@AKlapper (WMF): But what you're describing there is not a gatekeeper, but rather leadership, coordination, and design. My point is that that's exactly what is most desperately needed, and I don't understand what benefit this gatekeeper mechanism will bring us or what actual problem it will solve.
And I don't understand why we need a separate static site for "a quite limited collection of links and short link descriptions, categorized based on research on user journeys". What part of that can not be implemented on one of our existing wikis (e.g. Wikitech) using our biggest and most core product (i.e. MediaWiki)? It's kinda exactly what wikis are designed to do, and if it can't, using the resources on dogfooding this would benefit the core product.
And I don't understand why I need to already be a developer—here apparently defined as "MediaWiki developer, with a full Docker MW pipeline set up, and at least +1 on core"—to be able to fix a typo in one of those "short descriptions", give feedback on a "user journey" that's missing, or suggest a new link.

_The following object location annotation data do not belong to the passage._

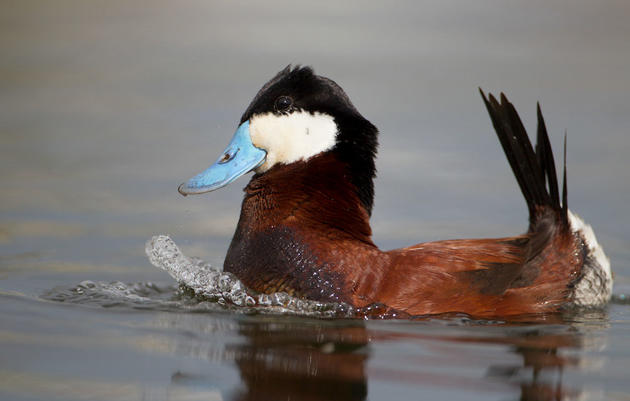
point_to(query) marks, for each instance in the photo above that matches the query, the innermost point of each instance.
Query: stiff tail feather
(535, 172)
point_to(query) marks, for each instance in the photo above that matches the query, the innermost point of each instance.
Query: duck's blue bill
(240, 157)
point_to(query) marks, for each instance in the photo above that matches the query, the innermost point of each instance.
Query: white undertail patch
(292, 137)
(594, 287)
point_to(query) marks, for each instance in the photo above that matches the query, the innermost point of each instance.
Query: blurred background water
(106, 106)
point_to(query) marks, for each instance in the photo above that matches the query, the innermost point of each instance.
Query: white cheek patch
(293, 137)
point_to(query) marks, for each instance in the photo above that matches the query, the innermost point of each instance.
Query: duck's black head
(295, 116)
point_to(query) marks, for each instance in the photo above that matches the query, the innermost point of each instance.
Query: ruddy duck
(304, 225)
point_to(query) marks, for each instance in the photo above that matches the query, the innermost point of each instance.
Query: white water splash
(214, 285)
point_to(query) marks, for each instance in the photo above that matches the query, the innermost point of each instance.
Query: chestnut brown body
(303, 230)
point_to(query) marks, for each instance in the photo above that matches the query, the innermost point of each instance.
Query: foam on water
(212, 284)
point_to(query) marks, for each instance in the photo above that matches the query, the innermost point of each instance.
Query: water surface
(106, 106)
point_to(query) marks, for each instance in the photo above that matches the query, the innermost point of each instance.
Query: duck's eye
(283, 103)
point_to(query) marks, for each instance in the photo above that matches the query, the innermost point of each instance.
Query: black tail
(535, 171)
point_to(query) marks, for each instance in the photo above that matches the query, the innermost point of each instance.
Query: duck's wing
(482, 277)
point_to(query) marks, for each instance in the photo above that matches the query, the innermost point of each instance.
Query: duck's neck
(293, 220)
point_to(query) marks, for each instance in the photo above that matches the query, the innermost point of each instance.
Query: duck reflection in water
(302, 359)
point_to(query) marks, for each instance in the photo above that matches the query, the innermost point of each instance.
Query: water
(105, 107)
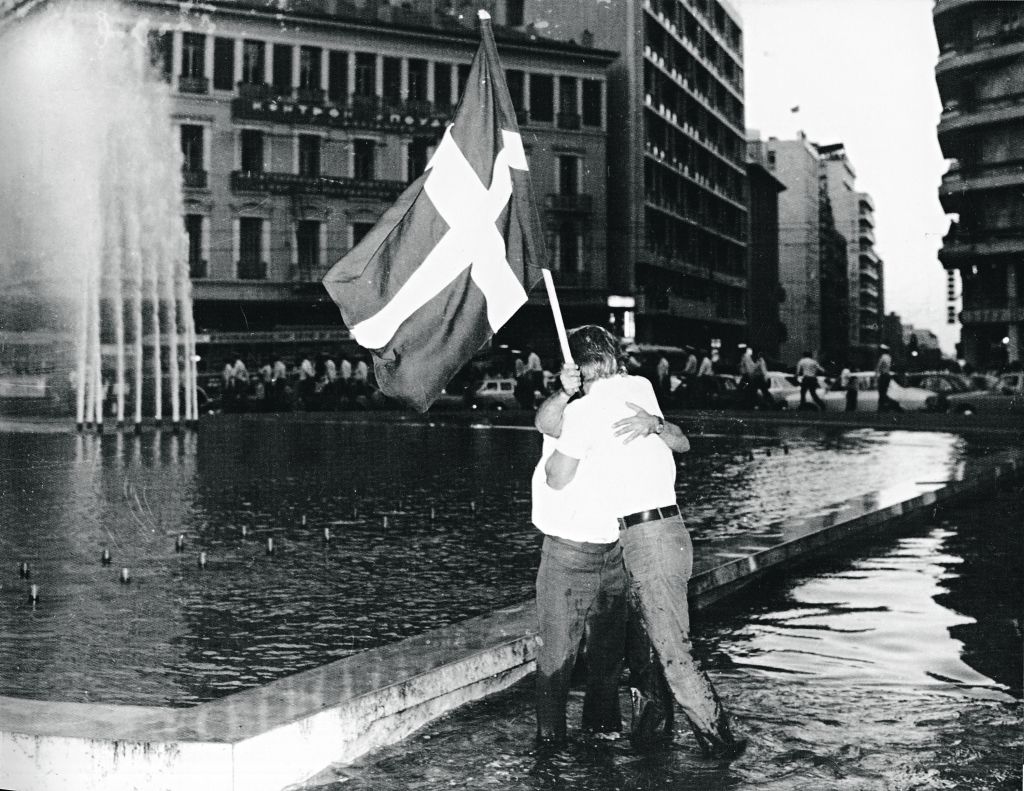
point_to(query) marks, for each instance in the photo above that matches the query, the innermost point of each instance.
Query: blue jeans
(581, 590)
(658, 557)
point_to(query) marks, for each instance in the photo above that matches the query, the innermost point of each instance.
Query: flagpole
(563, 339)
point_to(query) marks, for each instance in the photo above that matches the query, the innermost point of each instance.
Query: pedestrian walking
(883, 377)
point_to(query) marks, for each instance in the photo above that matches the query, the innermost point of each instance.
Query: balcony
(975, 52)
(571, 278)
(867, 254)
(992, 316)
(994, 175)
(330, 186)
(194, 179)
(960, 243)
(358, 112)
(568, 121)
(572, 204)
(194, 84)
(252, 269)
(1006, 109)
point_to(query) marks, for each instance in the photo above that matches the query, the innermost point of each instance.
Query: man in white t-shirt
(634, 481)
(581, 587)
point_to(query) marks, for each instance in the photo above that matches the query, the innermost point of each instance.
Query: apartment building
(302, 122)
(677, 201)
(981, 131)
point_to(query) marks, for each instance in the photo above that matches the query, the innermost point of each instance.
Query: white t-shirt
(568, 512)
(620, 479)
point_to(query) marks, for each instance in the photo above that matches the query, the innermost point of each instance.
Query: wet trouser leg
(653, 709)
(658, 557)
(580, 588)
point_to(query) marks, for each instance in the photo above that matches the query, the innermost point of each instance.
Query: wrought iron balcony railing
(194, 179)
(331, 186)
(252, 269)
(194, 84)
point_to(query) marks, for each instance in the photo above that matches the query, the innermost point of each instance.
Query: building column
(208, 58)
(237, 66)
(175, 57)
(1013, 326)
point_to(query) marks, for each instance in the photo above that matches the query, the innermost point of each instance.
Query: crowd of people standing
(313, 382)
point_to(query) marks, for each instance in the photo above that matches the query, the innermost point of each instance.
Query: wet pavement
(898, 668)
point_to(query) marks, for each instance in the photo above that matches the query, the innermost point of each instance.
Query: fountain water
(93, 258)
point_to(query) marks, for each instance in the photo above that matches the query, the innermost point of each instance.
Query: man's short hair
(596, 351)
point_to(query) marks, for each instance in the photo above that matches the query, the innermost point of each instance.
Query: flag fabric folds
(453, 259)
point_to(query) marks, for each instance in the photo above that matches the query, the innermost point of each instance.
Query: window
(542, 97)
(223, 64)
(251, 264)
(516, 84)
(307, 246)
(366, 74)
(193, 55)
(252, 151)
(192, 148)
(283, 69)
(253, 63)
(568, 252)
(194, 230)
(392, 80)
(308, 155)
(514, 12)
(417, 80)
(417, 156)
(359, 230)
(568, 174)
(442, 85)
(592, 103)
(337, 76)
(309, 68)
(363, 160)
(160, 53)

I have code deployed on several hundred WMF wikis (and in pywikibot, and, depending on what distro you're running, in coreutils and possibly even the kernel on WMF servers), spend the majority of my volunteer time writing code, doing technical writing, or trying not to annoy the bug wrangler too badly while looking for the right team tag to take a given Phab task (Multimedia, anyone? Anyone? Hello...?). But I am never going to have +2 on core, simply because I can't afford the time investment in being able to shepherd something through Gerrit, the CI, the reviews, through SRE and the deploy train, what happens if something breaks, etc. etc. That is, I am a "developer" in the sense that I can and do write code and technical documentation, but I am also in general an "on-wiki contributor".

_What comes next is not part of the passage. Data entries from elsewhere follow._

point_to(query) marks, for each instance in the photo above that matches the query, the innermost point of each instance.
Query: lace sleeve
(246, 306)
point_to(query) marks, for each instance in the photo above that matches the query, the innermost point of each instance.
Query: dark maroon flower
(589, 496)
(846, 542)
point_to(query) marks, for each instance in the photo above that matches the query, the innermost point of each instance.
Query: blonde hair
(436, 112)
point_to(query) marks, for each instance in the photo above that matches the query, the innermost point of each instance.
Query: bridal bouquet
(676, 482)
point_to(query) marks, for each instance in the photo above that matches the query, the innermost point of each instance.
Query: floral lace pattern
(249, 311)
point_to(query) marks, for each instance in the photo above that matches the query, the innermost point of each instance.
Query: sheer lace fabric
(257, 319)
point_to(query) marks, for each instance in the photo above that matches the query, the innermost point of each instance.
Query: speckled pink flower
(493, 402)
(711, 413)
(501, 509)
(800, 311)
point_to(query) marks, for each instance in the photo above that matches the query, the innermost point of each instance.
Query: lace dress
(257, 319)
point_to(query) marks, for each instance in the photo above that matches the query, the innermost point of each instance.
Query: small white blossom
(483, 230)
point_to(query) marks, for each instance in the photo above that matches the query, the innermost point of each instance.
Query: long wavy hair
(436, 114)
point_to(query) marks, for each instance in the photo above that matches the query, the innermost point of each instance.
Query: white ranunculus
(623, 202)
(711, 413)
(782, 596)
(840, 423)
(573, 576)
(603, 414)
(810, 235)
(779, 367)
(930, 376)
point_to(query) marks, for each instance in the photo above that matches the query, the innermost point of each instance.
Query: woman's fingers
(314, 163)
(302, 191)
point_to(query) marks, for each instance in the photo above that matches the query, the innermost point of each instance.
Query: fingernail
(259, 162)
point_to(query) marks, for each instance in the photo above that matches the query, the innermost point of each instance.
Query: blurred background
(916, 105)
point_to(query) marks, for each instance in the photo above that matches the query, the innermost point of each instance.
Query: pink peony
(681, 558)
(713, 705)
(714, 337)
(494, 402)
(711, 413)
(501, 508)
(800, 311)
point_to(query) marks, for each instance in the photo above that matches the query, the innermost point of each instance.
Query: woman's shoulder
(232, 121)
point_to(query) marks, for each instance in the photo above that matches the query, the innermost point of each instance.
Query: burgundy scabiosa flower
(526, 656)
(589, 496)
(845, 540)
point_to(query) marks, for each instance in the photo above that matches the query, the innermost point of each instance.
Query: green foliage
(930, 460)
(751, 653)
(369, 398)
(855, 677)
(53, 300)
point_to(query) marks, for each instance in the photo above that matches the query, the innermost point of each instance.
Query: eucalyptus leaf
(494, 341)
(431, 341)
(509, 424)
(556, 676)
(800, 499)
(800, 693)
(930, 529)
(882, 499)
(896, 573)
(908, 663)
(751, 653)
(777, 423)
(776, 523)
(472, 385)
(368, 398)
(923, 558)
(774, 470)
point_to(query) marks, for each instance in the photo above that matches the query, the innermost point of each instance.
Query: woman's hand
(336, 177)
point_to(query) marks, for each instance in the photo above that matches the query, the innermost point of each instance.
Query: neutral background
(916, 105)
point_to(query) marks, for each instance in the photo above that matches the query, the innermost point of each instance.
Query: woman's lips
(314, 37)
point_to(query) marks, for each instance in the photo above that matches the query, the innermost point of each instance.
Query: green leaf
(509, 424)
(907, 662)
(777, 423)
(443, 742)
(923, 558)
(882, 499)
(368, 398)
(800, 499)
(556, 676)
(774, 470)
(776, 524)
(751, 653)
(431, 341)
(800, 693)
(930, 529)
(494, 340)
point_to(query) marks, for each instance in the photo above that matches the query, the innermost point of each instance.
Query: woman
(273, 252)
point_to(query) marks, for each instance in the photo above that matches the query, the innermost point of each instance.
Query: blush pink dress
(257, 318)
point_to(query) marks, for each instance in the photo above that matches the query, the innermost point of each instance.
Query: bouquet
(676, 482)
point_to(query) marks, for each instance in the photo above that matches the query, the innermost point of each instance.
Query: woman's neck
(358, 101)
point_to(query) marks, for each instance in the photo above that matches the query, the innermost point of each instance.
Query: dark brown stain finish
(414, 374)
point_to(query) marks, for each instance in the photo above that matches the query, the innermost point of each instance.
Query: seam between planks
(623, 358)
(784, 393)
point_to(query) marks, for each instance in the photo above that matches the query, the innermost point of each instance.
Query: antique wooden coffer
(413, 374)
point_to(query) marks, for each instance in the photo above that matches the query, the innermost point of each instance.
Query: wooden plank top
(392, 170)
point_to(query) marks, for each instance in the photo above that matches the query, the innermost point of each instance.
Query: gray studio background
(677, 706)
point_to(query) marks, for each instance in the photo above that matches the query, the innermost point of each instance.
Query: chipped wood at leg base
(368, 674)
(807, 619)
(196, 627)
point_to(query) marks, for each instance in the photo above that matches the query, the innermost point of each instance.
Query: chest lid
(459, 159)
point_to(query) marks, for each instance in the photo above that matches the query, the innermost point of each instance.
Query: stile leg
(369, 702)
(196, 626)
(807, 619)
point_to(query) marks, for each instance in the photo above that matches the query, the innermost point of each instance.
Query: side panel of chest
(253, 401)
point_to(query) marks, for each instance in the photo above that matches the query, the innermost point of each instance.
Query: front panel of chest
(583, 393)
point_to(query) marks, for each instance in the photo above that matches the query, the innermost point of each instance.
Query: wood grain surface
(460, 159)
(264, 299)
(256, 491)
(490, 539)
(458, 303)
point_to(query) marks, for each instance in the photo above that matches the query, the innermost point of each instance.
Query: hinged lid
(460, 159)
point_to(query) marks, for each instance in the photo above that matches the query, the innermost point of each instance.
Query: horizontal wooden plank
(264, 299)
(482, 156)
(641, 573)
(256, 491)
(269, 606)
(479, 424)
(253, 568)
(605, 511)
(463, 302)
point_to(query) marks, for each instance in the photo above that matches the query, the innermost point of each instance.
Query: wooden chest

That means I am not eligible for Community representation in the Technical decision making forum. I am not, apparently, one of the target audiences for knowing what the path forward for OOUI-based Gadgets is (and, see previous point, am not a stakeholder in Codex or Vue; more fool me for having invested time into OOUI-based Gadgets). And I apparently have nothing conceivably to contribute to the Developer Portal...
If someone wants to tell me straight up that I am not the intended audience for this effort and I have nothing worthwhile to contribute then I can accept that (I'll disagree, strongly, but fair enough), but until then I am failing to understand why deliberately raising the barrier for participation and inventing a better wheel to enforce that is either necessary or desirable. In other words, I'm asking "Who's it for, and what problem is it solving?".